To compare the effectiveness and toxicities of angiogenesis inhibitors in the treatment of ovarian cancer.
We sought to identify completed randomised controlled trials (RCTs) by searching The Cochrane Gynaecological Cancer Review Group's Trial Register, The Cochrane Central Register of Controlled Trials (CENTRAL) (The Cochrane Library 2010, Issue 10), MEDLINE and EMBASE (1990 to October 2010). We also searched registers of clinical trials, and contacted investigators of completed and ongoing trials for further information.
Randomised controlled studies comparing angiogenesis inhibitors with either standard chemotherapy or no treatment, in women with ovarian cancer.
Two independent authors carried out data collection and extraction. We used a random-effects model for pooling data.
We did not find any fully-published, completed RCTs of angiogenesis inhibitors that met our inclusion criteria. We identified five abstracts of completed RCTs of four different angiogenesis-inhibiting agents, with a total of 3701 participants.
Meta-analysis of two trials found no statistically significant difference in overall survival (OS) between women with newly-diagnosed advanced ovarian cancer who received concurrent and maintenance bevacizumab compared to those who received chemotherapy (carboplatin and paclitaxel) alone. However, women who received concurrent and maintenance bevacizumab had their risk of disease progression reduced by a quarter (hazard ratio (HR) 0.75, 95% confidence interval (CI) 0.68 to 0.83; P < 0.001); they also had a significantly increased risk of severe gastrointestinal adverse events, moderate or severe hypertension and severe bleeding.
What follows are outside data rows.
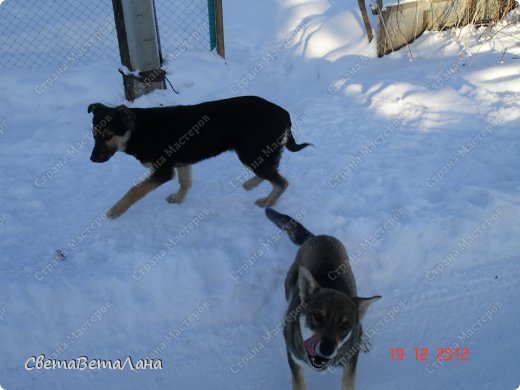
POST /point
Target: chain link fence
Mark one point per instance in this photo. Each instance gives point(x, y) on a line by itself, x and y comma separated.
point(43, 34)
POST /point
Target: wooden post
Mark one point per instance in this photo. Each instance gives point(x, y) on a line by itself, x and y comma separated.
point(216, 26)
point(139, 49)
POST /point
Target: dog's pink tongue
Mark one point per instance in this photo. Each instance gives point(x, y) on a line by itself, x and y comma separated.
point(310, 345)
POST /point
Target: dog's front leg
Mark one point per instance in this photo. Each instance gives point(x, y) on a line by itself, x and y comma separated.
point(184, 183)
point(138, 192)
point(298, 381)
point(349, 374)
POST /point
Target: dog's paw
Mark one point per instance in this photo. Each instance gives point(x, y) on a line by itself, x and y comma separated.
point(252, 183)
point(264, 202)
point(248, 186)
point(175, 198)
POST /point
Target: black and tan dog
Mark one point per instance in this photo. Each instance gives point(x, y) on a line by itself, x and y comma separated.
point(169, 138)
point(323, 323)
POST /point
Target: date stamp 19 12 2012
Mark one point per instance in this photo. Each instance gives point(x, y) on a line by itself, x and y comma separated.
point(423, 354)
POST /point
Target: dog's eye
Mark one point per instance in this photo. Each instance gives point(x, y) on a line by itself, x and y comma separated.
point(318, 317)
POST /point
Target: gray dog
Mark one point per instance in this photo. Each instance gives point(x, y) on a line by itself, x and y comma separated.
point(323, 322)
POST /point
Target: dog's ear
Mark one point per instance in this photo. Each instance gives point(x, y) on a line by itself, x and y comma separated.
point(127, 117)
point(307, 285)
point(94, 107)
point(363, 303)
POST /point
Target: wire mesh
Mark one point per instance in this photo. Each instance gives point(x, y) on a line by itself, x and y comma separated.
point(42, 34)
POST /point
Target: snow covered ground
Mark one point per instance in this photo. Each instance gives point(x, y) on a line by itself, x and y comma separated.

One trial also compared chemotherapy to concurrent (but not maintenance bevacizumab), and found no statistically significant difference in OS or progression-free survival (PFS). However, the women who received bevacizumab had a significantly higher risk of moderate or severe hypertension.
A three-armed RCT, of paclitaxel alone or with low- or high-dose AMG 386, in women with recurrent ovarian cancer, found no statistically significant difference in OS. However, women who received low-dose AMG 386 had a third less risk of disease progression than those who received placebo (HR 0.57, 95% CI 0.36 to 0.91; P = 0.02). The trial found no evidence of increased adverse events in the intervention arms.
Two relatively small RCTs (one of VEGF-Trap, the other of BIBF 1120) found no evidence of either significant survival benefit or increased severe adverse events, compared to placebo, but they both lacked statistical power.
All five trials had unclear risk of bias, largely because they have only been published in abstract form, and thus many methodological details are unclear. We identified twelve suitable ongoing trials.